Cain took the last step to close the distance between them and drew her into his arms. She didn’t fight him, as he’d feared she would. Neither did she lean on him, as he’d hoped she would.

She just stood there rigidly as Sister
Simone slipped out of the dining room. Refused to soften when the older children—many of them the same age as the students she hoped to teach someday—ran in crying his name and clamoring to show him what they’d caught in their small fishing baskets. She didn’t even acknowledge the greetings of the two nuns in muddy habits who rushed in after them to try and calm things down.

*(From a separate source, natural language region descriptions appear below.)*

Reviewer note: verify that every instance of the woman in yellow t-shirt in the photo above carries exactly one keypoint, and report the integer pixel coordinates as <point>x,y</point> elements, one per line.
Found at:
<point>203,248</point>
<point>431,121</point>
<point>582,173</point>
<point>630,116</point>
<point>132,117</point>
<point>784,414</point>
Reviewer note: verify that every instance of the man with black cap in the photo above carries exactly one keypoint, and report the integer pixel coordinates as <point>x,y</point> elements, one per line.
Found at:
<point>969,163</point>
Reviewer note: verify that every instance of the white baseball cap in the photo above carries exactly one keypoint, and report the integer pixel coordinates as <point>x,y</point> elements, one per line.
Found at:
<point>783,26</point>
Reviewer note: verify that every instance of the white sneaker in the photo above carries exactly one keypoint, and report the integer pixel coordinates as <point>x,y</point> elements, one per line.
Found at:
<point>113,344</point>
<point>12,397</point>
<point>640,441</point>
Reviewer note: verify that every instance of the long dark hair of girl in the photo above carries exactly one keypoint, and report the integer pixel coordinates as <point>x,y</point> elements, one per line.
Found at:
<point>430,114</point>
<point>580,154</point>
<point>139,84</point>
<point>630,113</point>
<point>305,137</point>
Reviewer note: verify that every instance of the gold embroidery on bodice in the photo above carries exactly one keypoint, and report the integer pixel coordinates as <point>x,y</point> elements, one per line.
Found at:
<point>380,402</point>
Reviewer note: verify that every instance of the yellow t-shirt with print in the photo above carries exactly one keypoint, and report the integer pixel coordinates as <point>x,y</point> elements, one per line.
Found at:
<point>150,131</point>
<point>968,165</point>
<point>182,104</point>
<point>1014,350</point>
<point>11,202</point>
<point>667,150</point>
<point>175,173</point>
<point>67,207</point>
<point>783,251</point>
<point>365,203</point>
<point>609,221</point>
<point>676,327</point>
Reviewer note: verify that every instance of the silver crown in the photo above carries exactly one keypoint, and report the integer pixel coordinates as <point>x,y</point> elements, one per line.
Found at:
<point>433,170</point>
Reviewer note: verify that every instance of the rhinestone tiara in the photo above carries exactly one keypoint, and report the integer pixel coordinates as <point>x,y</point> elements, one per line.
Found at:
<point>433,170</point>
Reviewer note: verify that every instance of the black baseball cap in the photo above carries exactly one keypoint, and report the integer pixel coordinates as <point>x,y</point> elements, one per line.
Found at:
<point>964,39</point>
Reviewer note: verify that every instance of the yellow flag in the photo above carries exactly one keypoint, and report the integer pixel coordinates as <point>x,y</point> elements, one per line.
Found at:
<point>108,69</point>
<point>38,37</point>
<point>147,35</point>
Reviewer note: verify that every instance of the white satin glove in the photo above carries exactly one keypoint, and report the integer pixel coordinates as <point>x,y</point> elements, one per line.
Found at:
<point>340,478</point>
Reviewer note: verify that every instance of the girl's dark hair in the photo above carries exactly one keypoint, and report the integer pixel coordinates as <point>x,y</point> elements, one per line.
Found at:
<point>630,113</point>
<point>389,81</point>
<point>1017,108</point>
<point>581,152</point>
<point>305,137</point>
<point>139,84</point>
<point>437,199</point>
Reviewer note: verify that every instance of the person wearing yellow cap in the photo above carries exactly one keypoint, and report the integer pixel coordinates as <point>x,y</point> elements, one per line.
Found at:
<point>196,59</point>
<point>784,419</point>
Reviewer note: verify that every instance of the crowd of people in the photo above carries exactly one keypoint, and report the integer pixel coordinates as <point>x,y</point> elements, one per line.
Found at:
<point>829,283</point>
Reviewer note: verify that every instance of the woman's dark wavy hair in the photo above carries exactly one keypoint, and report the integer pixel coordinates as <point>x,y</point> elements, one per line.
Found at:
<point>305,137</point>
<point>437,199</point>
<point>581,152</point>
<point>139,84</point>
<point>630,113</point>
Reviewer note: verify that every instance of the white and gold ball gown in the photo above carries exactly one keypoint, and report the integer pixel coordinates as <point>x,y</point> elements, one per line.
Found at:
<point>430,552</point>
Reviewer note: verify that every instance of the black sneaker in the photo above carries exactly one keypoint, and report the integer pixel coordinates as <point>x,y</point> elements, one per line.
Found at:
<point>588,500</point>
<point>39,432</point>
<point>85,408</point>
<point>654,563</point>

“Look, Cat,” Cain said when Sister Simone stepped back into the room carrying a fussing, fidgeting bundle wrapped in a lightweight white blanket. He relieved the nun of her burden, which was barely big enough to fill the crook of his arm from elbow to wrist, and turned so it could be easily seen. Then, because he couldn’t think of a way to break the news to her gently, he did it bluntly. “It’s Johnny’s son.”

 

 

CHAPTER  SEVENTEEN

 

Cat pressed her fingertips to her lips as a tiny fist flailed up out of the blanket and cuffed Cain on the chin. She couldn’t believe that this was really happening. But it was. She prayed it was just some bizarre dream from which she would soon awaken. But it wasn’t. It was a wife’s worst nightmare come true.

“No!”  She shouted the denial.

“Yes.”  He extended the baby to her.

She dropped her arms to her sides and said fiercely, “I don’t want it.”

Sister Simone clapped her hands. “It’s time for your baths,
mes enfants
.”

But the children were much more interested in what was going on between the two adults at the moment than they were in getting clean.

“It’s not mine!”  Cat’s voice teetered on the brink of hysteria.  

“Calm down,” Cain ordered as the baby began wailing at the top of his lungs.


Vite, vite
!” Sister Simone said briskly, shooing the children into two reluctant lines. “
Soeur
Françoise will supervise the boys,
Soeur
Marie the girls.” 

“You’d better take the baby,
Soeur
Simone.”  Cain passed the now-squirming, squalling bundle back to the nun, then grabbed Cat’s hand and pulled. “We’re going outside.”